Each relation includes an attribute named source_positions
, which provides detailed information about code, that is relevant for this relation:
"source_positions": [
{
"start_idx": 109,
"end_idx": 118
}
...
]
The start_idx
and end_idx
represent character indices in the input SQL code. Together, they define a range that pinpoints the specific section of the code corresponding to the relation. These indices effectively serve as "pointers" to the relevant portion of the analyzed SQL query.
Lineage traditionally refers to a person’s or group’s ancestry, tracing their origins and heritage through generations. It embodies the historical path that defines their roots and connections.
Similarly, data lineage traces the lifecycle of data, mapping its origins, transformations, and usage. It answers critical questions such as:
- Where did this data originate?
- How is this data used across systems or processes?

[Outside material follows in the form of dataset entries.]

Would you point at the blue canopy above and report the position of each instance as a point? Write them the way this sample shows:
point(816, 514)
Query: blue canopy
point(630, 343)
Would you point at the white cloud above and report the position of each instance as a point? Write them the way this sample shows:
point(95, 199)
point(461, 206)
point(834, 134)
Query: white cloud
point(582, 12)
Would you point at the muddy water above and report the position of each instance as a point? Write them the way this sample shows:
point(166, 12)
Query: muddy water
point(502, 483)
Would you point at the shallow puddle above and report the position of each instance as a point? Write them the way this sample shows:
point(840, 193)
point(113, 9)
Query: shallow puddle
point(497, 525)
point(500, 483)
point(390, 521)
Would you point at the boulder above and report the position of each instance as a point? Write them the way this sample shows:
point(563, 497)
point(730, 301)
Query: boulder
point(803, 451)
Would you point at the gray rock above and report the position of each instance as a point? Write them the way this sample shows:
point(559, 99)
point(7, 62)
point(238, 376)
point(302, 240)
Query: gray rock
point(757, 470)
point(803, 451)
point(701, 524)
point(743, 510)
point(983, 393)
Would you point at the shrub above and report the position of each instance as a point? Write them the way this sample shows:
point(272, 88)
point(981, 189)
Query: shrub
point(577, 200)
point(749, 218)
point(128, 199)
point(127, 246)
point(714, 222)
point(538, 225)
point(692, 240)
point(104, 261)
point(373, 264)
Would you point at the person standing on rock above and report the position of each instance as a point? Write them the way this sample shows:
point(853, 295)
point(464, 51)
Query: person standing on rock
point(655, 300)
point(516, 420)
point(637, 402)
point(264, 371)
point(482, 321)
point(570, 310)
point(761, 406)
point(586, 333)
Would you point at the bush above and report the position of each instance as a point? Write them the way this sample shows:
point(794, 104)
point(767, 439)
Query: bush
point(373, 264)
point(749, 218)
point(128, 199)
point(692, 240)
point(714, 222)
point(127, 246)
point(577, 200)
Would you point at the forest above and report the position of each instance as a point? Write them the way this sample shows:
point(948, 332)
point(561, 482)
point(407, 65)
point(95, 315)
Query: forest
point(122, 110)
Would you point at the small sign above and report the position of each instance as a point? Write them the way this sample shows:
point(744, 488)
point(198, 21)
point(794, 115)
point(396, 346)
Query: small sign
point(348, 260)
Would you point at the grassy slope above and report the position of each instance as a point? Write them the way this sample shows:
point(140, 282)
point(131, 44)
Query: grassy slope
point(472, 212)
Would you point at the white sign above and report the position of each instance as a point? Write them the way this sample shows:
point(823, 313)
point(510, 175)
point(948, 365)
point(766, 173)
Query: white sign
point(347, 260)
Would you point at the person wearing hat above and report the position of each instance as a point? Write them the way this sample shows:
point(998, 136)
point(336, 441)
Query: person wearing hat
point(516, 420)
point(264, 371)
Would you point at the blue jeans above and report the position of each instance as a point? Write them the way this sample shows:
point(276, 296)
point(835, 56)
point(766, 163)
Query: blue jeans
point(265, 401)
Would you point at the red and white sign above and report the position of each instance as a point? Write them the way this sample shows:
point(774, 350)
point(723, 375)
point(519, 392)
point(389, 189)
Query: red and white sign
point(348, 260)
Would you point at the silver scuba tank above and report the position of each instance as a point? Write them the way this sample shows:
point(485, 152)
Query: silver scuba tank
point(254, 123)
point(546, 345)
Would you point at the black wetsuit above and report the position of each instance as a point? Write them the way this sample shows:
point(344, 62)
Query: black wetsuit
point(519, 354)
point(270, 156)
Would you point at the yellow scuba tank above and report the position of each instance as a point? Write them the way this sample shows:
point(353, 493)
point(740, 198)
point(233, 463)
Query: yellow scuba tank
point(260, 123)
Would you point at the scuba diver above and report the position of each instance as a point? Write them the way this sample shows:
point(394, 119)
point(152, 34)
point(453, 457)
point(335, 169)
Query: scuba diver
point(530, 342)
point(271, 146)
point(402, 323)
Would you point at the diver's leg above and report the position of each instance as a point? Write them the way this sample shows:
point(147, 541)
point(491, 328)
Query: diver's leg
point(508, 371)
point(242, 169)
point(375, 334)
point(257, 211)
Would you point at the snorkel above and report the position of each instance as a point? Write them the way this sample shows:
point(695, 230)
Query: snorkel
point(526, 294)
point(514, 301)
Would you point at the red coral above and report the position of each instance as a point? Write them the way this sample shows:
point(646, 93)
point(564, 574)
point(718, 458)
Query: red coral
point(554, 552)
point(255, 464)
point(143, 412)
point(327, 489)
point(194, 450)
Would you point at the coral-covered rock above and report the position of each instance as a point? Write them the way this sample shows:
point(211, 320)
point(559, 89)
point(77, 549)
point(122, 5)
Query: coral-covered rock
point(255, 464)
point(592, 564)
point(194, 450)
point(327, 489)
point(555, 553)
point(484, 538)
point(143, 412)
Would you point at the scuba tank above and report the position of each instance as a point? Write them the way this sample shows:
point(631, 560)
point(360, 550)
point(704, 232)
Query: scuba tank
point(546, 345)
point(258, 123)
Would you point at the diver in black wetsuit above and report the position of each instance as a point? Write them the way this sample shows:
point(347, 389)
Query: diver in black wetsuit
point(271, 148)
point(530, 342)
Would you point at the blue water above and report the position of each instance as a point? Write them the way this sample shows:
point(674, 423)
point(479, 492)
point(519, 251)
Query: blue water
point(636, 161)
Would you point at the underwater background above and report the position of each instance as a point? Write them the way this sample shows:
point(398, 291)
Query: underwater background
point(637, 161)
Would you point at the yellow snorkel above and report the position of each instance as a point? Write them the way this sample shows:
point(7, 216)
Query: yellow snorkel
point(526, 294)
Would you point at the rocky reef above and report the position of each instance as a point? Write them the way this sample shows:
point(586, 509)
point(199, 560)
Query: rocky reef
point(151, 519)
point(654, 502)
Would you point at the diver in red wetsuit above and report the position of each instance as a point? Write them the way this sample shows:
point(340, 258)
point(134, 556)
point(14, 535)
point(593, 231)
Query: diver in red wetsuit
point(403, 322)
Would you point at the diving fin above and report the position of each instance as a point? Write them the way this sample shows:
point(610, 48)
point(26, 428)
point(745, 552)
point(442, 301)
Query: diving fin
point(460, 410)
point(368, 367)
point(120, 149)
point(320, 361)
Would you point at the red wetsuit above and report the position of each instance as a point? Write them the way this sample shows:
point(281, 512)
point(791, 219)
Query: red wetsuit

- What steps were involved in constructing this data?
More specific examples include:
- Can I safely delete this column?
- Are there scripts or processes that depend on this table?
- Who created or modified this data?
In a world where data is often more valuable than gold, it’s crucial to answer these questions quickly and accurately. This is why data lineage plays a vital role in effective data governance.
How is lineage created in SQL? It is as simple as creating a table:
CREATE TABLE NEW_TABLE
AS SELECT first_name, last_name from OLD_TABLE;
With this query, we have create lineage from OLD_TABLE
to NEW_TABLE
. On column level, this would look like this:
OLD_TABLE.first_name -> NEW_TABLE.first_name
OLD_TABLE.last_name -> NEW_TABLE.last_name
Lineage is created whenever data is moved or transformed. In SQL, this typically involves a SELECT
statement to retrieve data before moving it, making SELECT
the cornerstone of lineage analysis.
-
Analyze
targets
– Identify the destination of theSELECT
statement, usually a single table. -
Analyze
sources
– Identify the data sources, typically multiple tables referenced in theFROM
clause. -
Connect
sources
andtargets
– Establish relationships between sources and their corresponding targets.
What happens when a SELECT
statement has no explicit target?
SELECT name FROM accounts;
In most IDEs, this query simply displays the results. To model this behavior in lineage, we create an artificial target called SELECT-RESULT
:
accounts.name -> SELECT-RESULT.name
This approach ensures the lineage remains consistent, even without a defined target.
SELECT * FROM events;
This case is impossible to analyze without any extra info. We need to check the database model - view the columns of table events
. You can either do this by providing the CREATE TABLE
statement or you can provide the database model in JSON format directly to the API.
Consider the following query:
SELECT price, name FROM products NATURAL JOIN suppliers;
Analyzing lineage in this case is challenging due to the absence of table aliases and fully qualified column names. Without these, it becomes unclear which table each column originates from.
While providing the database model to the lineage analyzer can help resolve this ambiguity, the best practice is to use explicit column references and table aliases to avoid confusion
SELECT p.price, s.name FROM products p
NATURAL JOIN suppliers s
This approach ensures clearer lineage analysis and reduces the risk of misinterpreting the data's origins.